In truth, the temples we create for ourselves, by which we wall off from God those places in our lives that we claim are “off limits” to God’s gaze and God’s judgment, aren’t likely to withstand God’s judgment when the time for judgment comes. For God will destroy all that is unbefitting in those who claim God’s name and God’s mantle. When judgment comes, it will seem, quite likely, to be an earthquake.

We can take a lesson from the process of construction of just about anything human beings decide to make:  The process usually begins with destruction, either of previously-held ideas and notions, to the uprooting of the soil to prepare the way for the foundation of a building or temple. Remember that the Temple in Jerusalem that one of Jesus’ disciples admired so greatly began its construction with the destruction of much of what remained of Solomon’s Temple, which preceded the construction of Herod’s Second Temple.

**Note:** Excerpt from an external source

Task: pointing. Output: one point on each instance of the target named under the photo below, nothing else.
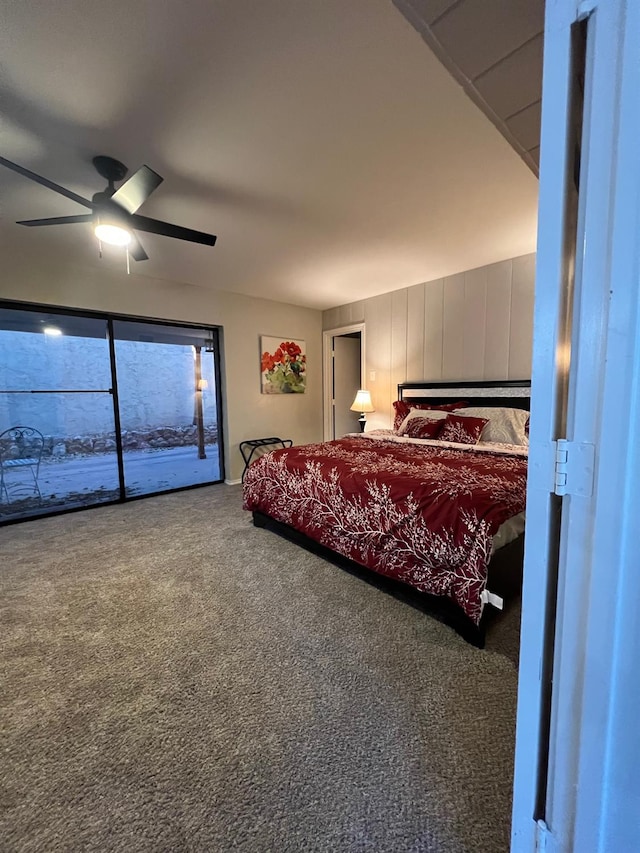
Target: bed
(429, 505)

So it is with us: God will dig deep into the soil of our hearts and into the recesses of our minds and spirits to root out that which is unholy, in order to create within us a durable and holy temple for the Spirit of God to dwell in. Such a process may seem more like destruction than construction, until the fruits of the process work themselves out in time.

There is no other way to godliness and holiness.

AMEN. 



[1]   All that remains of the Temple complex is the Temple Mount itself, which is a large rectangular platform, about 33 acres in size. It’s wall on the west side is known as the Western Wall today, a sacred site for Jews to come and pray. Some of the stones in the wall are enormous, weighing about 20 tons.